他的唇,他的手指,他的肩膀,还有他动情的样子,牢牢印在我的眼里。

我唯有紧紧抱住他,承受他给我的一切,感受他的情感,和他一起迎来激情的耀眼光芒。

“还疼吗?”激情平息后,叔夜怜惜的问,表情满是心疼。

“不疼了,只是你竟然不提前告知一下,害我都没有做好准备……”我拍着他的手臂埋怨道。

“你做好准备难道便会不疼吗?”叔夜哂笑。

“……”一句话顿时让我无言以对。

“今天你太累了,好好睡吧。”叔夜给了我晚安的吻后,彼此相拥而眠。

在快要进入梦乡之前,我突然想起一件事,挣扎着睁开眼,对着熟睡的叔夜轻声说:

“我一直很喜欢你。”

最喜欢叔夜。今后也一直最喜欢他。

☆、捌壹:不是冤家不聚头?

从山阳游玩回来之后,时不时就会想到笑笑的事,以往相处的零零总总,不经意间在脑里穿梭。

笑笑她现在人在何处,过得好不好,是否还会记得我?

然而想归想,我一直没有石家一家的消息,我又能上哪去寻她?但所谓朝思暮想,心诚则灵,有时候是有一定道理的。

一个不怎么炎热的傍晚之前,我陪着纭儿和绍儿在竹林里散步和游玩。

绍儿在前边左摇右摆的走着,一会抱一下翠绿的竹子,再一会蹲下去看新冒出的竹笋,然后歪着头盯了许久,似乎在思考地上冒出的笋子和平日里吃的有什么区别。而纭儿已经渡过了对凡事都很好奇的年龄,更何况她幼时便被迫早早懂事,现下跟着我探讨琴学要义,还要不时照看弟弟。

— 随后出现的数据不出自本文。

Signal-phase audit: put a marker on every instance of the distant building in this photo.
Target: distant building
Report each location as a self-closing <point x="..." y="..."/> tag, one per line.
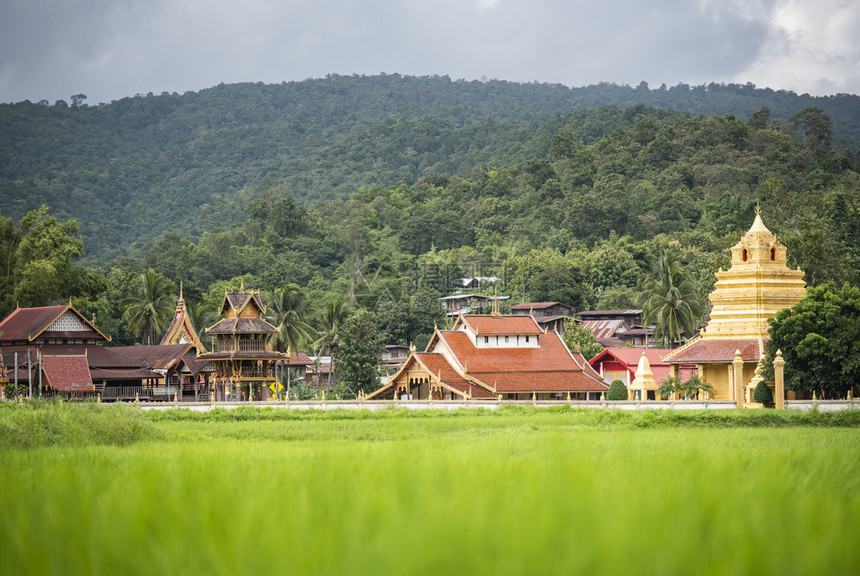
<point x="549" y="315"/>
<point x="745" y="297"/>
<point x="469" y="303"/>
<point x="494" y="356"/>
<point x="56" y="351"/>
<point x="245" y="367"/>
<point x="608" y="326"/>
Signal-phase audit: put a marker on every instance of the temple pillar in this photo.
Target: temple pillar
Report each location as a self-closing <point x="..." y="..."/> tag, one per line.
<point x="779" y="380"/>
<point x="731" y="381"/>
<point x="738" y="366"/>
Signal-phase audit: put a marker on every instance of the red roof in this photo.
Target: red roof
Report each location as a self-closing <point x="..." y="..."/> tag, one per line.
<point x="438" y="365"/>
<point x="238" y="300"/>
<point x="241" y="326"/>
<point x="630" y="358"/>
<point x="157" y="357"/>
<point x="537" y="305"/>
<point x="715" y="350"/>
<point x="549" y="367"/>
<point x="603" y="328"/>
<point x="67" y="373"/>
<point x="299" y="359"/>
<point x="492" y="325"/>
<point x="28" y="323"/>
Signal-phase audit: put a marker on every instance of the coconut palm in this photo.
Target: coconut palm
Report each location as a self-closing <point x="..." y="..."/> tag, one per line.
<point x="670" y="297"/>
<point x="202" y="316"/>
<point x="150" y="308"/>
<point x="330" y="322"/>
<point x="288" y="311"/>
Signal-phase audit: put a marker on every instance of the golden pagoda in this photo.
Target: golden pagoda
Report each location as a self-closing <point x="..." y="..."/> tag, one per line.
<point x="758" y="285"/>
<point x="643" y="381"/>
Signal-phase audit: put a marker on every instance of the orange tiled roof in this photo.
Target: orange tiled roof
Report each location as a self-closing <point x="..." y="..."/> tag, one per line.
<point x="550" y="367"/>
<point x="491" y="325"/>
<point x="715" y="350"/>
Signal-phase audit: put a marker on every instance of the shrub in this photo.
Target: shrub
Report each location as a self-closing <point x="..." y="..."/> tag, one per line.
<point x="617" y="391"/>
<point x="762" y="394"/>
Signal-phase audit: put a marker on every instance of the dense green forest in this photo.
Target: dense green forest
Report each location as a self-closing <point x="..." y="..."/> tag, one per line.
<point x="140" y="170"/>
<point x="581" y="208"/>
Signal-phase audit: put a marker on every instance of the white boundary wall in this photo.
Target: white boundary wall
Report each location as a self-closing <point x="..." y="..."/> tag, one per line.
<point x="443" y="405"/>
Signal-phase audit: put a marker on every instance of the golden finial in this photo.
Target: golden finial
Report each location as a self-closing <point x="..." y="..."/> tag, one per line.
<point x="495" y="311"/>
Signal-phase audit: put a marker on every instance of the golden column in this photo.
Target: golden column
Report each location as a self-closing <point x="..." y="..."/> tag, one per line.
<point x="738" y="365"/>
<point x="779" y="381"/>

如果不是一个人的突然出现,这一日又会是一个平静的日子,和往常一样。

“琴人哥哥——!”身后传来一声响亮的叫唤。谁叫我?回过神,想要看清楚来人是谁,却被一个紫色的身影一下子扑进怀里,冲击的力道太大,脚下没站稳,只能勉强保住怀里的人踉跄往后退。

退了几步最终快要摔倒在地时,身后被人挡住了。

“没事吧?”原来剑侍在后面扶住了我。

“还好。只是太突然,一时没防备。”只是,这个凑在我怀里,双手揽住我的腰脑袋还不停乱蹭,穿着紫色衣服的人是谁?